Japan mulls drilling near disputed gas field: Report
Tokyo: Japan may start drilling near a gas field in disputed waters of the East China Sea if China does the same, the Nikkei business daily reported on Sunday, as territorial tensions between the countries grow.
Japanese Prime Minister Naoto Kan and his foreign minister said Tokyo will take "countervailing steps" if China starts drilling at the Chunxiao gas field to which Beijing recently sent equipment, Nikkei said, adding that Tokyo had looked into possibly taking the case to international maritime court.
The exchange over the gas field is adding to an increasingly testy Sino-Japanese argument about territorial rights in the seas, especially around a group of uninhabited islets called the Diaoyu islands in China and the Senkaku islands in Japan.
The dispute flared earlier this month after Japan arrested the captain of a Chinese fishing boat, following collisions with Japan Coast Guard ships near the islands.
China has repeatedly demanded Japan free the captain, whose detention period is set to expire on Sunday, and has bared its anger by cancelling planned talks with Japan over natural gas reserves.
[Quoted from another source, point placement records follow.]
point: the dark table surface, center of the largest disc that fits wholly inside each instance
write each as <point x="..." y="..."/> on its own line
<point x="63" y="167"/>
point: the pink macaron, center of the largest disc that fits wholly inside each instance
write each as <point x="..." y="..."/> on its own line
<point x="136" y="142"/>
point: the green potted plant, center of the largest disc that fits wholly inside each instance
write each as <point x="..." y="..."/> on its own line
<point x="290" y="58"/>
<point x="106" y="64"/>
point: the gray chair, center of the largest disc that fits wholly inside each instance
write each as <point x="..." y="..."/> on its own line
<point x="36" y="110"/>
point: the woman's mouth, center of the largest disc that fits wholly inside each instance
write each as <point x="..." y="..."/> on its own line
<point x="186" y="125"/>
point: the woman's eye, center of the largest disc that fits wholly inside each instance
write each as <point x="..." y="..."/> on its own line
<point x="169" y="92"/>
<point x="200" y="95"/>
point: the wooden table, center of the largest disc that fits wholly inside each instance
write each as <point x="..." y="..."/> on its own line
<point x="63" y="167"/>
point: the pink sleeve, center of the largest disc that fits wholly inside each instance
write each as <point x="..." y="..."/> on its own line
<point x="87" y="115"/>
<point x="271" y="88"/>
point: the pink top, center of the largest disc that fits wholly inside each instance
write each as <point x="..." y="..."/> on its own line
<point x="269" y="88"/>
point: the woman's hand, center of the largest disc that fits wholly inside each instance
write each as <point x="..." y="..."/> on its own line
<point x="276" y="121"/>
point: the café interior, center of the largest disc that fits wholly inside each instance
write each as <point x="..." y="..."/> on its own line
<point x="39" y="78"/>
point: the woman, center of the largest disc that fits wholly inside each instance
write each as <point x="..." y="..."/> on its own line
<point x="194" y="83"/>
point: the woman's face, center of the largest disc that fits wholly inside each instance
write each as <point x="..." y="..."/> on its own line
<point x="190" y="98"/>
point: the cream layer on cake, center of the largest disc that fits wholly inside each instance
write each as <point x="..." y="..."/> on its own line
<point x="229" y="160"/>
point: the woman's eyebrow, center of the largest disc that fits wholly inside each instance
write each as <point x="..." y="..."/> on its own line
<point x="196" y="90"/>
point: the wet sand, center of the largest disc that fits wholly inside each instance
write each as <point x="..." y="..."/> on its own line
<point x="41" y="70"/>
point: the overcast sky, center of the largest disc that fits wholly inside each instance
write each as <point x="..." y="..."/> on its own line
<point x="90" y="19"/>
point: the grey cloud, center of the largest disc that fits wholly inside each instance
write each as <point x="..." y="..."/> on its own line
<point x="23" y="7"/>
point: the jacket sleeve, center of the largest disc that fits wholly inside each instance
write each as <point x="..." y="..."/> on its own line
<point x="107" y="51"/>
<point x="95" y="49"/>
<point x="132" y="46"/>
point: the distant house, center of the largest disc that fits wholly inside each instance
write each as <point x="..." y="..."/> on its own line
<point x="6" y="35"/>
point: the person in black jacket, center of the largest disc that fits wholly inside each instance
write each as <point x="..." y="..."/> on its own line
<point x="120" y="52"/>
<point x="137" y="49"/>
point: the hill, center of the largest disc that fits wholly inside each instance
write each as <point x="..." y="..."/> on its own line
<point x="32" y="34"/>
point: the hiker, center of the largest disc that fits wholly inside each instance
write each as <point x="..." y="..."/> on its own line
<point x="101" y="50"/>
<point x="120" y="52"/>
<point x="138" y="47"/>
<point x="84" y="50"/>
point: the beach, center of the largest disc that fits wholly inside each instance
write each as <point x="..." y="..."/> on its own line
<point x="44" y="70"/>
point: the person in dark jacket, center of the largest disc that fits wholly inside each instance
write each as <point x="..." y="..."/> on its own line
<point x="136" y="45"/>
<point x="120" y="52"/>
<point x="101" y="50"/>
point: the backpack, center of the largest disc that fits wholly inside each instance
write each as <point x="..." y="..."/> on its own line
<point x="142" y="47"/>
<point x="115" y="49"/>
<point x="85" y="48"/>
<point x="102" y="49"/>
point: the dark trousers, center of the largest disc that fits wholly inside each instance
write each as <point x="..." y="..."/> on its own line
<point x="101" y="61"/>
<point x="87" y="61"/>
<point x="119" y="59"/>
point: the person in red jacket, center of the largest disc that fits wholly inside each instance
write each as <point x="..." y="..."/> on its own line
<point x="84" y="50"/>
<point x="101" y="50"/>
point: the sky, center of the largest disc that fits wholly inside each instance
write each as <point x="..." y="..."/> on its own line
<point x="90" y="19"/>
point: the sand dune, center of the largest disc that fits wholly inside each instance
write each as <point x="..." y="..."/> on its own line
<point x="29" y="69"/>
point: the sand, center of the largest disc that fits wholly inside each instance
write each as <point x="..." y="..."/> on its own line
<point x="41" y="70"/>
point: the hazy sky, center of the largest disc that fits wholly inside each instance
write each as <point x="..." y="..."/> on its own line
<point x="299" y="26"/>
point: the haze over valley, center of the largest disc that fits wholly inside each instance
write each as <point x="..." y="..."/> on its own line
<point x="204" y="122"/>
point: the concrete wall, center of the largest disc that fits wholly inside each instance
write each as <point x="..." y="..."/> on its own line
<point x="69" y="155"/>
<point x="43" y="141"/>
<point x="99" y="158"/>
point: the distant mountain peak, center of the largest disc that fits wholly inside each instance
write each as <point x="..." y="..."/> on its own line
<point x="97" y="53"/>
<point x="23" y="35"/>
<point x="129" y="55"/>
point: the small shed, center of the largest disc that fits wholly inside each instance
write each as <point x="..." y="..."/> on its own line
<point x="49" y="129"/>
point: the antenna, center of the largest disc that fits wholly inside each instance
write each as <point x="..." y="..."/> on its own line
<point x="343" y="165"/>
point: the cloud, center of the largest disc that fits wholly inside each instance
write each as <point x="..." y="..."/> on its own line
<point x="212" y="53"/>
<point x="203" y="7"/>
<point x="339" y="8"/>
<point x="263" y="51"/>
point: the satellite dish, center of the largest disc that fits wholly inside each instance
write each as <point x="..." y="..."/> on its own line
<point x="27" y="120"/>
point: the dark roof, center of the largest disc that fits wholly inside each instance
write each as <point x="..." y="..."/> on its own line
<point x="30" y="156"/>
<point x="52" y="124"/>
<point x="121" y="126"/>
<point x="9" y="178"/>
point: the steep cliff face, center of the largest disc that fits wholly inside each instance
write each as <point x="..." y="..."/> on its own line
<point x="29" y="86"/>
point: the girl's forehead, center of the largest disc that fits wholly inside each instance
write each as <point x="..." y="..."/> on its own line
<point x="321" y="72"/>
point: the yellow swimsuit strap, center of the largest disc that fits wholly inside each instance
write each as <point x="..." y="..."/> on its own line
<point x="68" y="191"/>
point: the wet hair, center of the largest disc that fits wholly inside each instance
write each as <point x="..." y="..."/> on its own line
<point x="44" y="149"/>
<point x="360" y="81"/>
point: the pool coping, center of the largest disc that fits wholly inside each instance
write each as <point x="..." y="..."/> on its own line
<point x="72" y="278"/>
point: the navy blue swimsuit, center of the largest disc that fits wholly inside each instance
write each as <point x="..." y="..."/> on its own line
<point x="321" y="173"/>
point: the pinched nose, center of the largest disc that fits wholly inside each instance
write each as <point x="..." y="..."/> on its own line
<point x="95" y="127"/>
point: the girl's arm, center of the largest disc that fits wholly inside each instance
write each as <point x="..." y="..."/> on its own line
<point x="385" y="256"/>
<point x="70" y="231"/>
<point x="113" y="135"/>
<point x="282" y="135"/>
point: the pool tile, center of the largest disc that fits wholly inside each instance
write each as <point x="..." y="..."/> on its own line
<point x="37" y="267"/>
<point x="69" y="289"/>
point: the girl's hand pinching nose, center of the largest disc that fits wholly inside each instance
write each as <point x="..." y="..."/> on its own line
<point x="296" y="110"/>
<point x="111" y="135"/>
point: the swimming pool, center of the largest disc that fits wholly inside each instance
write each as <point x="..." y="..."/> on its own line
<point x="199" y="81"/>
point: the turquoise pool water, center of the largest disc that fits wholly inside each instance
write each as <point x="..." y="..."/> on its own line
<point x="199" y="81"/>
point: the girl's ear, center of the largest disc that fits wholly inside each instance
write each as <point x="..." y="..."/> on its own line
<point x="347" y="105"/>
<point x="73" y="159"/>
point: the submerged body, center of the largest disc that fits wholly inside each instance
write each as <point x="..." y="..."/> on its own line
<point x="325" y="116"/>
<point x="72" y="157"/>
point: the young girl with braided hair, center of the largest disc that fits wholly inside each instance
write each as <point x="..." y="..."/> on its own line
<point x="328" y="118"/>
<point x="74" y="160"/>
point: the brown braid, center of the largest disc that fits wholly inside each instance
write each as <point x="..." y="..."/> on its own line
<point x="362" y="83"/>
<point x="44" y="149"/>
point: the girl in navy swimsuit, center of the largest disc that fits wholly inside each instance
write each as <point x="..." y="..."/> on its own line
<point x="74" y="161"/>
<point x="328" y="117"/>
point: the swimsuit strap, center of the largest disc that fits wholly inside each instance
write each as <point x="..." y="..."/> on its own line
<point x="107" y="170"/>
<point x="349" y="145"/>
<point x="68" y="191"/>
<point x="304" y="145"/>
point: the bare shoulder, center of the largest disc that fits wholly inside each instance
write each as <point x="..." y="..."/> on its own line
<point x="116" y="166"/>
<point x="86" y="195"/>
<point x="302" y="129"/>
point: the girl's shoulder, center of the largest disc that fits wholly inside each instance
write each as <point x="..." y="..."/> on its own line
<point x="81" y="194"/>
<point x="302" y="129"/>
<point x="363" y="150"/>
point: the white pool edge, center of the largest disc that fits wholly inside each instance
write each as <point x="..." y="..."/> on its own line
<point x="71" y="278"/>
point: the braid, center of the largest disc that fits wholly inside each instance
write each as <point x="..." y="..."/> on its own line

Japanese prosecutors can hold the Chinese boat captain for up to a total of 20 days, up to September 29, while deciding whether to take legal action.
On Saturday, about a hundred Chinese protesters in several Chinese cities demanded Japan free the boat captain. Police presence was still heavy at the Japanese embassy in Beijing on Sunday but there were no signs of protests.
The two countries are at odds over China`s exploration for natural gas in the East China Sea, while Beijing is also involved in territorial disputes with Southeast Asian nations in the South China Sea over an area rich in energy and key to shipping.
The Sino-Japanese row centres on where the boundary between the two sides` exclusive maritime economic zones falls. In 2008, the two countries agreed in principle to solve the feud by jointly developing gas fields.
Estimated net known reserves in the disputed fields are a modest 92 million barrels of oil equivalent, but both sides have pursued the issue because there may be larger hidden reserves.